Moral of the story: Toni & Guy's graduates are trained to know how to recreate the newest "trends" in hair cut and color (as dictated by their own magazine, which usually means looks that were acceptable in the 90's). If you have your own style and know what you want, don't go there. But since I never learn, and have just quit my day job, I might still try the Vidal Sasson Academy because Crissy said it's allright ;). If I do, I will remember to take a book. Perhaps Christiane F., in case I need to tell anyone that fire engine red hair was trendy in 70's Berlin.
Moral of the story II: The best and most perceptive, not to mention the funnest hair stylists are gay men. Viva Hudson Hush ;)

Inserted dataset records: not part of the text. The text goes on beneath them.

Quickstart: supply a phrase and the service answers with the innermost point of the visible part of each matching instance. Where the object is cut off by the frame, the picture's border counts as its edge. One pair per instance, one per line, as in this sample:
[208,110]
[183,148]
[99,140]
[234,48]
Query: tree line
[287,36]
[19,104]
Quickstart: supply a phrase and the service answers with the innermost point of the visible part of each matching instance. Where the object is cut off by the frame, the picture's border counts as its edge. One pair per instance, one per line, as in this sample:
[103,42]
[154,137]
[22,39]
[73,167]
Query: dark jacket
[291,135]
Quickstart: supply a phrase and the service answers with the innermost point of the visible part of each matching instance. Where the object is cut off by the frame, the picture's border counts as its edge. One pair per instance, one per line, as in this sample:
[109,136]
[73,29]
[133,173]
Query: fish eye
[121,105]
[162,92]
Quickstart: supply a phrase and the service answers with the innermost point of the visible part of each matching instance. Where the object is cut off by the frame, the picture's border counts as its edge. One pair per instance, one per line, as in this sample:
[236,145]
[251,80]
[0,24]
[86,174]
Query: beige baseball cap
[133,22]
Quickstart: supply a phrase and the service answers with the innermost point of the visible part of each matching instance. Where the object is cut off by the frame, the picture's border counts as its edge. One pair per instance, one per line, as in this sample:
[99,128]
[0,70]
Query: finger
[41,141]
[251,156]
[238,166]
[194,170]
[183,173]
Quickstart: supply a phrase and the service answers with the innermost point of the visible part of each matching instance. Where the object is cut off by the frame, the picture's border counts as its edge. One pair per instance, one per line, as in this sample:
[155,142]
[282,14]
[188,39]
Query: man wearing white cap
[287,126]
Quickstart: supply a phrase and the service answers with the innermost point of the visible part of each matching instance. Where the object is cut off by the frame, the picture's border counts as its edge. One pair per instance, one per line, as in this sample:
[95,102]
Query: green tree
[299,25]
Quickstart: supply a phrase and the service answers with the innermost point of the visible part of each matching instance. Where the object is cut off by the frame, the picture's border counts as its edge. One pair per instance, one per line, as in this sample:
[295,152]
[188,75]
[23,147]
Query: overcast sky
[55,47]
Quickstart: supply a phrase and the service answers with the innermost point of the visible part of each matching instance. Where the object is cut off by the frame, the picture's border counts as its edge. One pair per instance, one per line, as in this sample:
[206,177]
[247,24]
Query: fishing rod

Millions of people have blogs, but I am new to this hell. I thought that technology had evolved enough to make it possible for me to post my images any where I want. I don't have time to be experimental, I just wanted a few of them side by side for the sake of comparison. Is that too much to ask?
The blogo software for mac has helped me before (checkout drinkbrainjuice.com/blogo), but apparently blogspot's configuration doesn't understand what the button SAVE is for and let's you edit but not post pictures next to each other.
After spending hours of my precious youth dragging pictures and seeing that when you post them they go wherever they want and won't budge, managing to screw up the original font sizes too, I give up. I am forced to put them in a straight line from now on, but I doubt that will give me the symmetry I want. Am I just thick or what? And is there anything better than blogger without an unappealing name like wordpress?